I have to first say thank you for digging so tenaciously at this, as it's giving me the opportunity to think and expound and process. If I disagree, it's solely in order for me to clarify and even, sometimes, find my own feelings about this? Nothing to do with anything you 'should' have or even, in some cases, could have known, and I'm very very grateful for you taking the chance to question me.
It's interesting because my emotional take on the risk and exposure wasn't quite the fear that regular people have. It was actually familiar, almost comforting to know where I stood and to have the freedom to risk what other people would never think to risk or want to risk. The homelessness was not just familiar but oddly comforting. I knew the ways to walk, not so much to keep myself safe, but to keep myself if that has any meaning to you. There are homeless people who are that way by choice and character, who find the binding and restrictions of having to maintain and be responsible for a place to be too much or something they simply don't want. They're very few, and they usually have no or few family ties, but they do exist.

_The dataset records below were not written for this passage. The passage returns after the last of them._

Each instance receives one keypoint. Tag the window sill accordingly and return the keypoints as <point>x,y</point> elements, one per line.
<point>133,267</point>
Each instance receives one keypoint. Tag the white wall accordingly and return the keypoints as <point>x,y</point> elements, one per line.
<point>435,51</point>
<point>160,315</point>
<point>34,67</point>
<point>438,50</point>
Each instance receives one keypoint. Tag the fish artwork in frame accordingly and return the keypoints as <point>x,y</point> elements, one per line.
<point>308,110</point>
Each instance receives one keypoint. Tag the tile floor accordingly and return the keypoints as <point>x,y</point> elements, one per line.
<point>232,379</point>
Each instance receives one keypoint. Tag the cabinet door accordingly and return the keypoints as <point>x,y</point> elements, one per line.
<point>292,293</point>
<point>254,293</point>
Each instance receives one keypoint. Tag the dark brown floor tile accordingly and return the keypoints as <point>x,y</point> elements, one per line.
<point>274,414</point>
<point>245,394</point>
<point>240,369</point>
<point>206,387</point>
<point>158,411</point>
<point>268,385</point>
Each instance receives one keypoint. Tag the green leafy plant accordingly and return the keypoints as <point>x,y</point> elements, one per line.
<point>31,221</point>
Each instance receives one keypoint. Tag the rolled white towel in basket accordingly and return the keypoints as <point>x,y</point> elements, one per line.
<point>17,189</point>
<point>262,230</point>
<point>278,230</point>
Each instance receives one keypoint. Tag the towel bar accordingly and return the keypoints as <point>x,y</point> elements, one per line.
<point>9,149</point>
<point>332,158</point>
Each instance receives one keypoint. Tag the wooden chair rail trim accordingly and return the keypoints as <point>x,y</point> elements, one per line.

I think the cornerstone of the emotional background was that I'd thrown myself away for a while, but I was coming back into being who and what I really wanted to be, and that included being able to determine what jobs I was going to take from now on. Saying it that way I now know how to tie it to my real life and the four years is significant that way. Interesting. Nothing like the safe brother who didn't even dare risk coming to get me from prison, but could safely pay the bills.
I often kick and throw off the ties of tradition and control. I am criminal in the eyes of the more judgemental, and there's a lot I've done that lots of people could condemn me for. It's just a part of who and what I've always been, and I carry that within me, perhaps more to the surface now as I'm getting more aware of myself.
But doing my time really does have some aspect of a guilt I've finally released, I think. And the only one holding me to it was myself.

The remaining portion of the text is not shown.